Below is her message:
“Humans move - our arms reach out, our knees collapse, our heads nod, our chests cave in, our backs arch, we jump, we shrug, we clench our fists, we pick each other up and push each other away. This is language as much as it is action. This is what the body has to say about need, defeat, courage, despair, desire, joy, ambivalence, frustration, love. These images flash with meaning in the mind because we have felt these things so purely in the body - we have been moved.
We are dancers, all of us. Life moves us; life dances us. Ephemeral as breath, concrete as bone, a dance is made of us. We sculpt space. We write with our bodies in a wordless language that is deeply understood. We grace the space within and around us when we dance.
Like life, a dance creates and destroys itself in every moment. Like love, it is beyond reason.
I like to think of the body as a location; a place where being is held and shaped. When we dance, we are profoundly engaged in being there.
I’m writing this in early 2026, when there seems to be no end to the oppression, upheaval and suffering in our world. Daily, as we witness the horror of what humans are capable of doing to each other and the machinery of power that funds and fuels unspeakable violence to people and planet, dance feels like a facile, useless response. It’s hard to imagine what a dance artist can do in a world that so badly needs radical change and healing.
And yet - art, like hope, is a form of love. Defiantly generative in the face of desecration, art is a solvent for the calcifying mind and a balm to heal it. Art is a vessel to hold us while we grapple with questions - together - in a way that is different from news, different from documentary and education, different from opinion and social media, different from activism and protest, but not incompatible.

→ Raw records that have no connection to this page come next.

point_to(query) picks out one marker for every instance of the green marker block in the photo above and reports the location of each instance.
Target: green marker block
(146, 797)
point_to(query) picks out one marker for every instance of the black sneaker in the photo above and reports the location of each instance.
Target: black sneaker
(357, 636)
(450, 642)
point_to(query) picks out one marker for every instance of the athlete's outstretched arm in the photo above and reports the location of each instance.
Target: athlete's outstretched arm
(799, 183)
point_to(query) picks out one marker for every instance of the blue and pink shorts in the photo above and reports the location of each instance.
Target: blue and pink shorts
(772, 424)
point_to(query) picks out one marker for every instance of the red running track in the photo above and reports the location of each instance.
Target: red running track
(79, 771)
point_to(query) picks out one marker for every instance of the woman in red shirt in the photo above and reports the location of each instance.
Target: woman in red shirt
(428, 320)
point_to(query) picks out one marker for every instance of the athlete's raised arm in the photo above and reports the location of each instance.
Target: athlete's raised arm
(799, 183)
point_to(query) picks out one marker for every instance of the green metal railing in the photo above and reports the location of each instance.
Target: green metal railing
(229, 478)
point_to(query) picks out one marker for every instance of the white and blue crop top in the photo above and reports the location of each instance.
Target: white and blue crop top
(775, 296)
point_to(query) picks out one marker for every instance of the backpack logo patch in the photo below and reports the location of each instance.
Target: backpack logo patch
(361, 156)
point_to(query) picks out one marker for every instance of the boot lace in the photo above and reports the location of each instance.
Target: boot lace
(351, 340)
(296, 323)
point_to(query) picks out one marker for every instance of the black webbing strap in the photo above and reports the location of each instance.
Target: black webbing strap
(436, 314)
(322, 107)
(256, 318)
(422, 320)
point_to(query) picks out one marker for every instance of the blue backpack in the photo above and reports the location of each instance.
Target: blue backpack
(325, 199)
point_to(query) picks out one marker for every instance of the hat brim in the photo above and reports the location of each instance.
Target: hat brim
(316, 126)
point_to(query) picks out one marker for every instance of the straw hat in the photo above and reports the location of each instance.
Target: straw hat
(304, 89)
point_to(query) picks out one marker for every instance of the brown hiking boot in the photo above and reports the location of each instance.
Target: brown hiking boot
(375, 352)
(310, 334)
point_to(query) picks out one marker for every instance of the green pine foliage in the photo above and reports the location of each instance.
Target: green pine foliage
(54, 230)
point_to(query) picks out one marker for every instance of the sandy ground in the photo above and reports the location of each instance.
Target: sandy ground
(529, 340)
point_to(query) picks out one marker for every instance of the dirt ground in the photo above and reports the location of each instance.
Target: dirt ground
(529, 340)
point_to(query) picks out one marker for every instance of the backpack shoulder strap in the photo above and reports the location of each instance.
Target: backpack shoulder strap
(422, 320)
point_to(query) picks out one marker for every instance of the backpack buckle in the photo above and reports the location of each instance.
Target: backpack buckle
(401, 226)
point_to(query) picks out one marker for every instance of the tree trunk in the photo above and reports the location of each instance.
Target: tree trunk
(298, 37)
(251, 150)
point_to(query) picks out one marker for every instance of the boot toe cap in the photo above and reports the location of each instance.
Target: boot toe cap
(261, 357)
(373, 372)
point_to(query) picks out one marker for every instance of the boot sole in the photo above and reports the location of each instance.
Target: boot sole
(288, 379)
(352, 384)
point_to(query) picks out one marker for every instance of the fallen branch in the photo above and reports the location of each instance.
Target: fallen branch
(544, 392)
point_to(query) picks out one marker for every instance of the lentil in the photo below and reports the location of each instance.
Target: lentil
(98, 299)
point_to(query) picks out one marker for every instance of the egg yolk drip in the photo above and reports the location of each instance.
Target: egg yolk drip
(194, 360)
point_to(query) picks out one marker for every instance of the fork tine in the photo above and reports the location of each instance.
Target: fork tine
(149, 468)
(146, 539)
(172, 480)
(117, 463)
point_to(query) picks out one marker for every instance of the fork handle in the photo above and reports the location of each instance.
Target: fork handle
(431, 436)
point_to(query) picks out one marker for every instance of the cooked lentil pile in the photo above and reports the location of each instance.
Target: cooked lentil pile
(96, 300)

Through creativity, we accumulate resistance and hope through small acts of courage, curiosity, kindness and collaboration. In dance, and in dance-making, we find proof that humanity is more than our latest heartbreaking global failure.
But dance needs no justification, no explanation. It’s made of us yet owes us nothing. It only needs to inhabit a willing body. From that location, it can translate the ineffable; acting as an intermediary between us and the unknown.
We are moved by these vanishing traces of beauty in the present moment. And as we embody both the dance and its disappearance, we are reminded of our impermanence. At the same time, if we are paying attention, dance will give us an occasional glimpse of the soul.”